Mel Gibson thinks his wife is going to hell.

in 2000, John Hinckley was allowed trips outside of the DC mental institution he’d been in for about 20 years, but got the priveledge revoked when the Secret Service found a book about Jodie Foster in his room.
Hinckley shot Reagan to impress her. some people never learn: dude, she’s a lesbian. come on.

“Hasn’t anybody got the guts to accuse the worst perpetrator in this whole Abu Ghraib prison debacle – CBS and 60 Minutes II?”
-Pat Boone

Martin Sheen has been arrested over 60 times. wow.

Traci Lords was in “Blade.” what the fuck? which character?

josh leaves me another message

from his lips to thine eyes. I can only imagine the conversation he and Mike were having.

Matt, I just heard you got cut from dancing choir. Jesus Christ. how could you not tell me about something like that happening?! I’m so sorry. listen, my cousin Rachel had the same thing happen to her. Exactly the same thing. so I understand what it’s like for a person. listen, I know you probably think you can’t talk to a lot of people about what happened. but you can w/ me, Matt.
I just want you to know that.

your friend, not just neighbor,
love,
Josh

I hate on other people, hard

Adam Sedia works at the paper with me.
he is from Schererville. he likes opera. he also writes columns.
this one’s about Title IX. paraphrased: girls sports are boring and don’t produce revenue so IU should get rid of them and have a hockey program.
I should call up my cousins and have them use their tiny girl hands to kick his ass.
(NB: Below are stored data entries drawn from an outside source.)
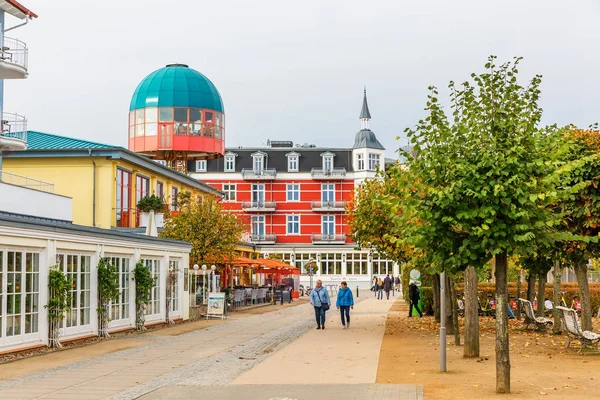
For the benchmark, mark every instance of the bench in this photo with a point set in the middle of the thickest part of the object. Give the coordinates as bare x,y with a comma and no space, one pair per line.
540,323
573,330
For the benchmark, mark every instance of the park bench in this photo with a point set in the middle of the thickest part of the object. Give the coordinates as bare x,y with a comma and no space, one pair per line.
573,330
540,323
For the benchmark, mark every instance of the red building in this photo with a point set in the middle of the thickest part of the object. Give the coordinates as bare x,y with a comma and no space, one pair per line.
293,198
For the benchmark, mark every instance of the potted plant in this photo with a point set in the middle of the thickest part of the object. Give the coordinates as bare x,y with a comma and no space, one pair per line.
148,204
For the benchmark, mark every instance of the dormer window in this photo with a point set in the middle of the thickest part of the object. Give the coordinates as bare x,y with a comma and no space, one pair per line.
230,162
293,161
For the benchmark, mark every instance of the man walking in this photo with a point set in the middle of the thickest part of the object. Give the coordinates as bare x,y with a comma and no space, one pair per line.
319,298
387,286
413,294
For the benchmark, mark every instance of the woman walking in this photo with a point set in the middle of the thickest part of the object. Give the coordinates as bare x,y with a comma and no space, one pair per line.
345,302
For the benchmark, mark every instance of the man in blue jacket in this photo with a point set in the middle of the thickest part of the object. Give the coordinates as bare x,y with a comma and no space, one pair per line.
345,302
319,298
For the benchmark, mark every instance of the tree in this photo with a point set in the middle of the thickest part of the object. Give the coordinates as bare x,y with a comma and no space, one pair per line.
213,232
483,192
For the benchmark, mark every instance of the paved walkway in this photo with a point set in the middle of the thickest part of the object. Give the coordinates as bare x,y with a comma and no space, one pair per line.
236,351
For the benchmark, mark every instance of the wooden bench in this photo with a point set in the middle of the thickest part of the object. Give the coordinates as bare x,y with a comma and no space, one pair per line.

I’ve been hanging out at www.conservaTibbs.com a lot, recently. the motherfucker is prolific.
today, I brought it up to find an angry screed about the hypocrisy of those scumbags over at PETA, cause they’ve been bitching in court about their little spy war with Ringling Brothers.
I read through it. Tibbs gets so mad. it’s like PETA came to his house when he was out and shit all over his bed, took money off his dresser, and kicked his dog in the balls – even though PETA is probably totally against doing something like that last part.
but hey, there’s injustice afoot, so of I guess I can’t be that surprised.
who will speak for the circus? who will rally behind their flag?!
never fear, Tibbs is here:
“In a perfect world, PETA would be laughed out of court. As someone who believes in the rule of law, I reluctantly concede that if PETA’s opponents did anything illegal, they should face sanctions by the legal system. That does not make PETA’s whining and crying any less sickening and perverse. Furthermore, PETA’s own spying should make them ineligible for any court-awarded damages.”

then the next post down was a review of “Saw 2.”
first line:
“Jigsaw is back, but what does he want this time?”

I’m at a loss for words. mostly cause I choked on a M&M when I read that.

I sound pretentious and self righteous, plenty. it’s a nice little safety valve, being able to admit that, that keeps you from sounding like a pompous asshole all of the time. I’ll leave that open to interpretation.

I gotta find better things to write about.